Выл-шипел голосом, на живой не похожим вовсе, Гнат Рысь. Гудел страшно, хрипло, Ждан, на правой руке которого, вцепившейся мёртвой хваткой в рукоять секиры, висела плачущая Домна. Резко, отрывисто, как сокол в бескрайнем небе, не пел — кричал Янко-стрелок. Размеренно, тяжко, будто выталкивая завязнувшую насмерть в трясине подводу, тянул Алесь. И плакали все. И текли, пропадая в бороде, слёзы великого князя Полоцкого и Всея Руси Всеслава Брячиславича. И плакал я. Неприкаянная душа в чужом теле, повидавшая столько боли и грязи, сколько мало кому довелось. И плакал весь город. И рыдала вся земля Русская. Принимая и подтверждая принятие страшной, тяжкой, вечной клятвы.
* * *
Как лейтмотивы:
https://music.yandex.ru/album/11895717/track/70431380
https://music.yandex.ru/album/38775544/track/144270267
Глава 16
Каждому свое
Евдокия Макремволити́сса, вдова императора Константина Десятого Дуки и пока жена императора Романа Диогена, сидела у окна, держа в руках письмо. Свечи мерцали, отбрасывая тени на стены, расписанные картинами из жития святых. Святые и великомученики тускло и без интереса смотрели на женщину, готовившую убийство. Им, наверное, на их веку и не такого довелось повидать.
В дверь постучали условным знаком — дважды, потом трижды и снова дважды.
— Войдите, — произнесла императрица, откладывая и переворачивая лист. Её отец, Евстафий, всегда делал так. Он был вельможей и писателем. Эта его привычка всегда и ото всех скрывать написанное досталась и дочери.
Иоанн Дука вошел бесшумно, как тень. Высокий, худой, даже тощий, кесарь носил на лице монаха глаза и ухмылку ростовщика. Он поклонился императрице формально, без почтения.
— Евдокия.
— Иоанн. — Она не предложила ему сесть. Между ними не было ни родственной любви, ни тем более доверия, только общая цель. — Посольство готово?
— Михаил Пселл выходит послезавтра. С ним двадцать человек. Золото, щедрые дары. — Дука подошел ближе, понизив голос. — И карты. Всё, что просил Всеслав.
— Он не просил. Еще. — Евдокия усмехнулась. — Но попросит. И мы дадим. Вопрос в другом: что от него получим мы?

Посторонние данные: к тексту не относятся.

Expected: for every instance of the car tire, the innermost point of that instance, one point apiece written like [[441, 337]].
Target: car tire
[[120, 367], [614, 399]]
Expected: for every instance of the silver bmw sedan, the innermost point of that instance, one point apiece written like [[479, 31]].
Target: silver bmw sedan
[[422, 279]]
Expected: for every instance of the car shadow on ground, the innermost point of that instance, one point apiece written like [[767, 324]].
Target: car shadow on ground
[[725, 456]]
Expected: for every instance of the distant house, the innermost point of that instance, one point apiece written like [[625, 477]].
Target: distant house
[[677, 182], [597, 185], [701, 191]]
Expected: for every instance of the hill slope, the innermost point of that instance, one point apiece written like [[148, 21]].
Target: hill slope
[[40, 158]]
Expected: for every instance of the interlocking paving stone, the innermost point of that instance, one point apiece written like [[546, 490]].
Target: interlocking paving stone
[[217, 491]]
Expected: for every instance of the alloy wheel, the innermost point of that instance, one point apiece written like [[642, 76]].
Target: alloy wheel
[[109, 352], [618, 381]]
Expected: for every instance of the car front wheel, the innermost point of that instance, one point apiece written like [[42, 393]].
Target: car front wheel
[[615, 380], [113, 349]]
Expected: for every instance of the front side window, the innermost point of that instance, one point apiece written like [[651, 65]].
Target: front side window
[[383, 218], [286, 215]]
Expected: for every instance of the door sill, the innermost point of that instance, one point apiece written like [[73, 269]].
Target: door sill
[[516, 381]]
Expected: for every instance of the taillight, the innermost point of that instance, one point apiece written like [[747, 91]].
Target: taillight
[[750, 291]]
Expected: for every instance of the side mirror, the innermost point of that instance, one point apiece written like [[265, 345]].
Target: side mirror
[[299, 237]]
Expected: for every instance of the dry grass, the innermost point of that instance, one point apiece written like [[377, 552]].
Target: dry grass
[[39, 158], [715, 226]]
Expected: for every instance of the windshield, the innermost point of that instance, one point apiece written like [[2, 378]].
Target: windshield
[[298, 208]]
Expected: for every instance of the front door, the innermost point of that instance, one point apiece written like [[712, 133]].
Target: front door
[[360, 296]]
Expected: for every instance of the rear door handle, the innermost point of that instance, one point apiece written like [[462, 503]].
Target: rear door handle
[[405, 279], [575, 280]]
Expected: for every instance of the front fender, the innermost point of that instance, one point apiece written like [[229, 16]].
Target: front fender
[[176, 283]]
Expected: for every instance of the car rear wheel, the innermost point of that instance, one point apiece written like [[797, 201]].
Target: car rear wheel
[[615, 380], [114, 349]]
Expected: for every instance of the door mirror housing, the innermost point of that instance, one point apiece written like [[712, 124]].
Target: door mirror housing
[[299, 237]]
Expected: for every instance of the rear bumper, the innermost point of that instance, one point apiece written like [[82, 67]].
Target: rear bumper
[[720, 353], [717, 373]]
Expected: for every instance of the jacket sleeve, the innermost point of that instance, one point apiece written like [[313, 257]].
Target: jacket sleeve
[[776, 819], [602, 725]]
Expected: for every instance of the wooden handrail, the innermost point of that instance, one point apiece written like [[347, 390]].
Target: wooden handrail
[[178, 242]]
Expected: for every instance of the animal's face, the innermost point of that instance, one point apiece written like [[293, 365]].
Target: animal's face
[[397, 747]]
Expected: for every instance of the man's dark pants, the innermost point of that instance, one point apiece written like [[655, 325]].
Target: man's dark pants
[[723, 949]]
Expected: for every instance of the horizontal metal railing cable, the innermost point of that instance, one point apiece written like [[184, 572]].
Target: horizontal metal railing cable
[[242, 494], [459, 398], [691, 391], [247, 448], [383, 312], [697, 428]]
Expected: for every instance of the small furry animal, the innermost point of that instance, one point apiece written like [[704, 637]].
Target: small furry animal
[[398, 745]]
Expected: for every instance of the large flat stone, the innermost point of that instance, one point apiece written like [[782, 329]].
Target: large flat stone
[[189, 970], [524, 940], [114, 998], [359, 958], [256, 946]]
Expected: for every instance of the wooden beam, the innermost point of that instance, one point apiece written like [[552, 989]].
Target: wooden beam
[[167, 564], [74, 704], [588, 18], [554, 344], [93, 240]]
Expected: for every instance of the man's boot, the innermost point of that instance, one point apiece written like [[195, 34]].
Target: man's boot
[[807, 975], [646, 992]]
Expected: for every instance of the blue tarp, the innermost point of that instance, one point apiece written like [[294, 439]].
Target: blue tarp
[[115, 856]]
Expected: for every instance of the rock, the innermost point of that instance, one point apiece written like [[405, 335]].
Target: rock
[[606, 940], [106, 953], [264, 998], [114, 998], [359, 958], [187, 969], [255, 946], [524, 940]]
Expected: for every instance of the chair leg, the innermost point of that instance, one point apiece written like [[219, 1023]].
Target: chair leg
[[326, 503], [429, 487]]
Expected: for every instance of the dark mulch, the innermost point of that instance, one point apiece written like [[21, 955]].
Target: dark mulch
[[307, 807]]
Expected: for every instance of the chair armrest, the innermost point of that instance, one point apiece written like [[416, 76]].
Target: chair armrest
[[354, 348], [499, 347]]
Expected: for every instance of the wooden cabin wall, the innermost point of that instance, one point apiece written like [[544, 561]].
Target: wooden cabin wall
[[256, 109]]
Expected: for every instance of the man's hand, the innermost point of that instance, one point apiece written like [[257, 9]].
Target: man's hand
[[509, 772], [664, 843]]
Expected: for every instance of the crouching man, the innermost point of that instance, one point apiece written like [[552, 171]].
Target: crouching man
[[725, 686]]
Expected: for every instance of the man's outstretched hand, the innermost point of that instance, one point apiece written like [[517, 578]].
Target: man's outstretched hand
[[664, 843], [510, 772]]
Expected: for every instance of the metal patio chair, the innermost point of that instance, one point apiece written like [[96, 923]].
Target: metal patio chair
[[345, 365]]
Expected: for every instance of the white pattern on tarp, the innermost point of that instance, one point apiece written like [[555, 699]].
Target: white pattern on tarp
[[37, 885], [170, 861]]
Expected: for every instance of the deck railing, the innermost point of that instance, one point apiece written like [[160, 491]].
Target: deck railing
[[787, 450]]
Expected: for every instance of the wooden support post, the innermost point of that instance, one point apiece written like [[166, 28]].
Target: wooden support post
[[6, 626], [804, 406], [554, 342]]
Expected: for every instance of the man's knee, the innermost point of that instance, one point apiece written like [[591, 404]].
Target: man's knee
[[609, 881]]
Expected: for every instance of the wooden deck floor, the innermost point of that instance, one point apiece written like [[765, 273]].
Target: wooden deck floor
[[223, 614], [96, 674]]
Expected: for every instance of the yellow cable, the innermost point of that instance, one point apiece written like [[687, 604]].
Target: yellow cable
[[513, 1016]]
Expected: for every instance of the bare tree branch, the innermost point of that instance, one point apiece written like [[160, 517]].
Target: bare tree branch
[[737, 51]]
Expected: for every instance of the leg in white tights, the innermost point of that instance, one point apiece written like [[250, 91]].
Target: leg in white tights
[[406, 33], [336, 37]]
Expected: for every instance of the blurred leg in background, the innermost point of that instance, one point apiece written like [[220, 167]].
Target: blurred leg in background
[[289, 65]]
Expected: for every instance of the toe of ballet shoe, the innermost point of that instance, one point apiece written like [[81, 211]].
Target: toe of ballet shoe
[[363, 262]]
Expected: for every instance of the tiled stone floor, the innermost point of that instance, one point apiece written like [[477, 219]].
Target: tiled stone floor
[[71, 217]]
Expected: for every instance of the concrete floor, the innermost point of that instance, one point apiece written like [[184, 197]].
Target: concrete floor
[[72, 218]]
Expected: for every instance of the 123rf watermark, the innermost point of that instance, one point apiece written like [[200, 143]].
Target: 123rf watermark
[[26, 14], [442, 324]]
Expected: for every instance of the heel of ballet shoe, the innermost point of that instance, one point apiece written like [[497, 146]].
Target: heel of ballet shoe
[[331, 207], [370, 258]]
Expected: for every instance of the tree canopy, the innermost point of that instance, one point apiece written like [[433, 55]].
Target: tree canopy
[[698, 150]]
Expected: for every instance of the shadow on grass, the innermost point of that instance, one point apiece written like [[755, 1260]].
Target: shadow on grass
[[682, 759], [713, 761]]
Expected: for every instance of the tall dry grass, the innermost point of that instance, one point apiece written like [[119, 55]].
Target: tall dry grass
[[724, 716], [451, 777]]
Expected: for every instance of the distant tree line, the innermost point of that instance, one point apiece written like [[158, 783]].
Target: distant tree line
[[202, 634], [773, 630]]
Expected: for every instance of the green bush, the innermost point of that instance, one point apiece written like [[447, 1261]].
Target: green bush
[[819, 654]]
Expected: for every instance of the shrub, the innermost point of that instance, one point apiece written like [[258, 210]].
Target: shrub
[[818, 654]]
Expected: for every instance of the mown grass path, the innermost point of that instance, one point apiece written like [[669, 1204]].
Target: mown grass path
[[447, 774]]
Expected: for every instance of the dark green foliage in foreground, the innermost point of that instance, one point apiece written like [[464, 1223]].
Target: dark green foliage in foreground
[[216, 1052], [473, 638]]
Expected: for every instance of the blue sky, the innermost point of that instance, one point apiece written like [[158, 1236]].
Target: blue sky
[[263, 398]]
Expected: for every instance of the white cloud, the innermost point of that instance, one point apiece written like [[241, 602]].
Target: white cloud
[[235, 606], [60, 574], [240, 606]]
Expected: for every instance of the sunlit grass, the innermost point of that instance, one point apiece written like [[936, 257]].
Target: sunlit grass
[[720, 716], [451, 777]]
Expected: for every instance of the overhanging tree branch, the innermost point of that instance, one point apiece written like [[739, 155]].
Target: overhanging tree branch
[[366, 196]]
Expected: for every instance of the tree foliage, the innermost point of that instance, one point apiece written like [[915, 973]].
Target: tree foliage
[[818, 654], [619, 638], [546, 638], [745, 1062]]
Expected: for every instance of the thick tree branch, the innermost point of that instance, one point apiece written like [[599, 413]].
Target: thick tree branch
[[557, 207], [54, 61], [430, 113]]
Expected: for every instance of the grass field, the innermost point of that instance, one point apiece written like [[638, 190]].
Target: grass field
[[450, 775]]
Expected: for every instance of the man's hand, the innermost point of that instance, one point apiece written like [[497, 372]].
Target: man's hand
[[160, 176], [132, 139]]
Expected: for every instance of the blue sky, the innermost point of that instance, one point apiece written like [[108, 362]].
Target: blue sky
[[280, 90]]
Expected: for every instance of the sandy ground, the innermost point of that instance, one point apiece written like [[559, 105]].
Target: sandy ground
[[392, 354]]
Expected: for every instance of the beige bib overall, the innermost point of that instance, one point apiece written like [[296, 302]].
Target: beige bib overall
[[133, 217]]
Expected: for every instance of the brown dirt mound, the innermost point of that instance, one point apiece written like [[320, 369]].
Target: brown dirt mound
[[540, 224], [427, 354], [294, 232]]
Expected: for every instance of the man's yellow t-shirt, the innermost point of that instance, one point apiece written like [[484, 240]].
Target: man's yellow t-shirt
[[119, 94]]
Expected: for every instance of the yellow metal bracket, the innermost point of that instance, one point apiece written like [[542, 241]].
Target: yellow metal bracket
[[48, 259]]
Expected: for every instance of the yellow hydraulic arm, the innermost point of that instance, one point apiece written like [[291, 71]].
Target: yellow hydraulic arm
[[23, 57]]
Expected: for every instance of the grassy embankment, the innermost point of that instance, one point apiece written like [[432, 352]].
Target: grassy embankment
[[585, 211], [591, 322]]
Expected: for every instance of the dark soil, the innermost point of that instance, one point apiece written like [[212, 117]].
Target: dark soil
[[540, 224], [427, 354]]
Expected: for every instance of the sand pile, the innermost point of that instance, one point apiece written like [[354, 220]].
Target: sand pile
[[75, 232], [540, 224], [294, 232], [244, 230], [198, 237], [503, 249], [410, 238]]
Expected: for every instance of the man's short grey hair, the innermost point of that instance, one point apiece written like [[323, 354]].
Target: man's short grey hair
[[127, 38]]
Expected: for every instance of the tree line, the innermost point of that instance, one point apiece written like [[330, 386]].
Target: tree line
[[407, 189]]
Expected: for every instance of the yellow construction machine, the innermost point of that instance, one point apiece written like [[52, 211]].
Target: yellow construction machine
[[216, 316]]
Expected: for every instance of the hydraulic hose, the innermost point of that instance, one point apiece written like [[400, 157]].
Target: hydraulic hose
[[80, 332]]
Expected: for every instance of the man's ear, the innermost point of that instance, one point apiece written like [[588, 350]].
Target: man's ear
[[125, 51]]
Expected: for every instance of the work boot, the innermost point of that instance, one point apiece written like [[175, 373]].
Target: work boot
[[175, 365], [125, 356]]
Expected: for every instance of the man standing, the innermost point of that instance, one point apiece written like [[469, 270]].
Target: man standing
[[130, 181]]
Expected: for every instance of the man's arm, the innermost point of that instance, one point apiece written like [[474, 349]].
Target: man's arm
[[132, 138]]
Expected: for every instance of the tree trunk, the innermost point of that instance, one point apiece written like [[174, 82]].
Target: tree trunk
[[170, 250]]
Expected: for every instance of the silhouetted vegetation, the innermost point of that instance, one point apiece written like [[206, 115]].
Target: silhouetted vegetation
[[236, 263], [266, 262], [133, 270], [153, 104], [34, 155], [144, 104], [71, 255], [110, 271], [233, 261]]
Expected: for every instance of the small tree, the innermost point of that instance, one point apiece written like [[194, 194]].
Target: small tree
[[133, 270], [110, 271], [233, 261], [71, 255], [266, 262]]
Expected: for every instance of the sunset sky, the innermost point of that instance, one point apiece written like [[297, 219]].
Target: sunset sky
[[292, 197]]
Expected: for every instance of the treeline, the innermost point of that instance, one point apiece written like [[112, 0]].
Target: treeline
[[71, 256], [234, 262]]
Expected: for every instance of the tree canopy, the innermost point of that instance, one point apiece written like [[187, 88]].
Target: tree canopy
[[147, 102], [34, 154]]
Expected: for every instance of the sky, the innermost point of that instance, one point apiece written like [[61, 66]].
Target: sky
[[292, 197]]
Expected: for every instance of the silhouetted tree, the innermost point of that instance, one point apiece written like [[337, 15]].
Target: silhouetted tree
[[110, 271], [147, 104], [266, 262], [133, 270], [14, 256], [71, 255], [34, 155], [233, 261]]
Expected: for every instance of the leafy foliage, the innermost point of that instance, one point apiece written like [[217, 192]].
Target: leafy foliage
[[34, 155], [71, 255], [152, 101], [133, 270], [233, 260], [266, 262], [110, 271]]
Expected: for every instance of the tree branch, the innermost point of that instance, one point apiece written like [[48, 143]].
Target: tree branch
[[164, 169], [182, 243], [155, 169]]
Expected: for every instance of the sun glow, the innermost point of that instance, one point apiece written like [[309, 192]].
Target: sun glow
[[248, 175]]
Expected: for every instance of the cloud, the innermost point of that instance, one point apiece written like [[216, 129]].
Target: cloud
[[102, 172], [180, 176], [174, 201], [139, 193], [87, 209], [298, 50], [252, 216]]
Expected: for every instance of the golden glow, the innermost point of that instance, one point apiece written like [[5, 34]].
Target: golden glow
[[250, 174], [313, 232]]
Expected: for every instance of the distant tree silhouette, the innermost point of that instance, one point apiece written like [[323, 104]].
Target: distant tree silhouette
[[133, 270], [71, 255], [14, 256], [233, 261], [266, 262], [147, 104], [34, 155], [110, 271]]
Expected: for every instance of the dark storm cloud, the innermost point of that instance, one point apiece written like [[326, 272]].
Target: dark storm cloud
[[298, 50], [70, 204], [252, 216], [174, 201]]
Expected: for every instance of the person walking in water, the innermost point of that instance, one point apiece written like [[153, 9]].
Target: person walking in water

— Лекарство, исцеление. Зерно в портах и на складах. Мир в перспективе. И престол для твоего сына в первую очередь, — он перечислял, загибая худые длинные узловатые пальцы. — Всеслав признает Михаила законным императором. Роман… — кесарь чуть помедлил, — Роман будет устранен. Тихо. Без крови на площадях и этих его невыносимых вояк на каждом углу.